Не одна, не дви дивчыны
Ради мене прывитаты,
До серденька прыгортаты.
В речах душу вылываты,
Братом, татом называты (Досвиткы, 46).
Юмористы слагали шутливые рассказы о почитании, которым пользовался тогда Кулиш среди своих поклонников и поклонниц.
Но между этими цветами было много и терний, и часто весьма чувствительных и очень вредивших делу. Этим, между прочим, объясняется то обстоятельство, что “Основа”, выйдя в 22 книжках, должна была приостановиться, не закончив второго года.
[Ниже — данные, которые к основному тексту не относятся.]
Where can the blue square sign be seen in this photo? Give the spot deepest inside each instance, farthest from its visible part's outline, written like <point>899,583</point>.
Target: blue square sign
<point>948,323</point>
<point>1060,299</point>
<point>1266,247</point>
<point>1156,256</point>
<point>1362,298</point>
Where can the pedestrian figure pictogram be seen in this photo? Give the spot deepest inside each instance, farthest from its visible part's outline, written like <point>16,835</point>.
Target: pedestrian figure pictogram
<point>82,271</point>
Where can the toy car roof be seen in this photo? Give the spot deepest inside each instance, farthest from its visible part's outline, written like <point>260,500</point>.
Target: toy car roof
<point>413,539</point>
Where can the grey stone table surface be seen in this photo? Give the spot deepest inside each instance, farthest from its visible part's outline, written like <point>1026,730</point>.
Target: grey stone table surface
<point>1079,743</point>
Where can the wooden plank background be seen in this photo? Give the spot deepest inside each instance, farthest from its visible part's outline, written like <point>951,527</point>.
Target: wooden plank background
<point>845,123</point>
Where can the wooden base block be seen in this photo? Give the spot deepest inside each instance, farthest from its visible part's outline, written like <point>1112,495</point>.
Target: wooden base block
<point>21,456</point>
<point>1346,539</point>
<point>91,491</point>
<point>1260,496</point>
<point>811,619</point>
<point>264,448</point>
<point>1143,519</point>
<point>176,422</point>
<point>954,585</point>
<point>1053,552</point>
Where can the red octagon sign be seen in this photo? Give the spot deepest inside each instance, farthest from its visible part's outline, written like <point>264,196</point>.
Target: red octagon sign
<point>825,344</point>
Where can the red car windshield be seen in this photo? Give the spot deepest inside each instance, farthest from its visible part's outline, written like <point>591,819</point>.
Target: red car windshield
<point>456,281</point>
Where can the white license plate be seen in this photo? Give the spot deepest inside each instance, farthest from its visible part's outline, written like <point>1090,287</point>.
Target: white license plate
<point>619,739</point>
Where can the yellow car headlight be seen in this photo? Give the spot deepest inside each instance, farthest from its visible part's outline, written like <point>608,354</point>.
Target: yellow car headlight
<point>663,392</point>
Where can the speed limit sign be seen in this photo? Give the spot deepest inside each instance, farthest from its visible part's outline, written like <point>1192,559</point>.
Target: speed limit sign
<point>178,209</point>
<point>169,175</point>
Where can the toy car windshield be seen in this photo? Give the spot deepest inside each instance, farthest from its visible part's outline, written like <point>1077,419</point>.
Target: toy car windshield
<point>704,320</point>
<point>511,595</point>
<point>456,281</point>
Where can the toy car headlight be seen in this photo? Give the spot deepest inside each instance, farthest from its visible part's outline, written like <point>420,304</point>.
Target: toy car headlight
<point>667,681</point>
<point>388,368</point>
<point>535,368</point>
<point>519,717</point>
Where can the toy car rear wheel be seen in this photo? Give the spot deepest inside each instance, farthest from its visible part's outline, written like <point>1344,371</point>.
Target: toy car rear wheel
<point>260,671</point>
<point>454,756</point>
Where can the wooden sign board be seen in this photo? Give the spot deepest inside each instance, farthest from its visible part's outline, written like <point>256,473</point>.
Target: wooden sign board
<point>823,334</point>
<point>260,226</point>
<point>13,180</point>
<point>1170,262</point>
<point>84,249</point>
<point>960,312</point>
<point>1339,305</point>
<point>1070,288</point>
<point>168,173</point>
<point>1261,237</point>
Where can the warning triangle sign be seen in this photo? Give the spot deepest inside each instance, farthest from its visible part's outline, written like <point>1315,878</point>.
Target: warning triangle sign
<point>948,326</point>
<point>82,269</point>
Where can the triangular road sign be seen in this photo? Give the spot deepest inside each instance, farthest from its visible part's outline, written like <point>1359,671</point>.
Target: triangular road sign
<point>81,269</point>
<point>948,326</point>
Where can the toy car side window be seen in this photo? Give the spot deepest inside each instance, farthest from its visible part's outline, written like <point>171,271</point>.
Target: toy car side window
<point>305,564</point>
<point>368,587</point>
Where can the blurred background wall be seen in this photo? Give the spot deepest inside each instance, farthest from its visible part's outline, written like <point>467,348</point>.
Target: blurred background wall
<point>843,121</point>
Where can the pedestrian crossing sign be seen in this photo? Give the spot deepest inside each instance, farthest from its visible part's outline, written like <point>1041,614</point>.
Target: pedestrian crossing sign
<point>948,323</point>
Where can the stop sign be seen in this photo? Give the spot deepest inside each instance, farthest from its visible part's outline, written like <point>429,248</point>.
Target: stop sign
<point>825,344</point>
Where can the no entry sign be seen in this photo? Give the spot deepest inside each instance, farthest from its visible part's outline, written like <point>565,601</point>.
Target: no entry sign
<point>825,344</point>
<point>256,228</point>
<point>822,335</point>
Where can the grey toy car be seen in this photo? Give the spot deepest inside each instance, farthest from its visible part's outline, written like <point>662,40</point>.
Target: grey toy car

Пока еще трудно разобраться в той путанице недоразумений, которая произошла тогда среди кружка "Основы" в Петербурге. Кое-какие пояснения по этому вопросу дает г. Мордовцев в своей книжке "За крашанку – пысанка" [6]6
С-Петербург, 1882
[Закрыть], но все же еще больше остаётся неразъясненным. Не указывая подробности, которые заняли бы слишком много места, скажем только о том впечатлении, какое получается хотя бы от чтения напечатанных у г. Мордовцева писем Кулиша и Костомарова. Было, кажется, то, что часто бывает в подобных случаях. Искренний, сильный и талантливый человек всецело отдает себя деятельности для известной идеи. Вокруг – люди меньшие и по таланту, и по преданности идее. Сильный человек и видит дальше их, и работает больше и лучше их и вследствии этого хочет пользоваться большими правами, т. е. большею самостоятельностью в своей работе. Но толпа как раз этого и не хочет позволить. Окружающие с удовольствием предоставляют ему право работать, но желают, чтобы работа производилась по их указке, пусть он, пожалуй, пользуется и некоторой известностью, но не слишком большой ведь тогда будут думать, что только он все и делает и что он умнее всех. А он и в действительности умнее всех и не хочет отказываться ни от своего ума, ни от тех прерогатив, которые последнему принадлежат. Здесь и конфликт. С одной стороны начинаются крики о “чрезмерном самолюбии” и “диктаторских наклонностях”, а с другой – жалобы на толпу, не понимающую избранных умов, и пр. Видя это непонимание, сильный человек еще более убеждается в своей справедливости и совершенно перестает обращать внимание на мнения других. Для него исчезает критика, в нем одном уже совмещается и творец, и критик собственного творчества. Поэтому, делая ошибку и слыша со всех сторон, что это ошибка, он все же не верит никому, и думает, что его ошибка – открытие сильного ума, еще не понятое обыкновенными людьми. А обыкновенные люди, видя ошибки, в свою очередь начинают полагать, что у сильного человека и нет ничего, кроме ошибок, и оставляют его.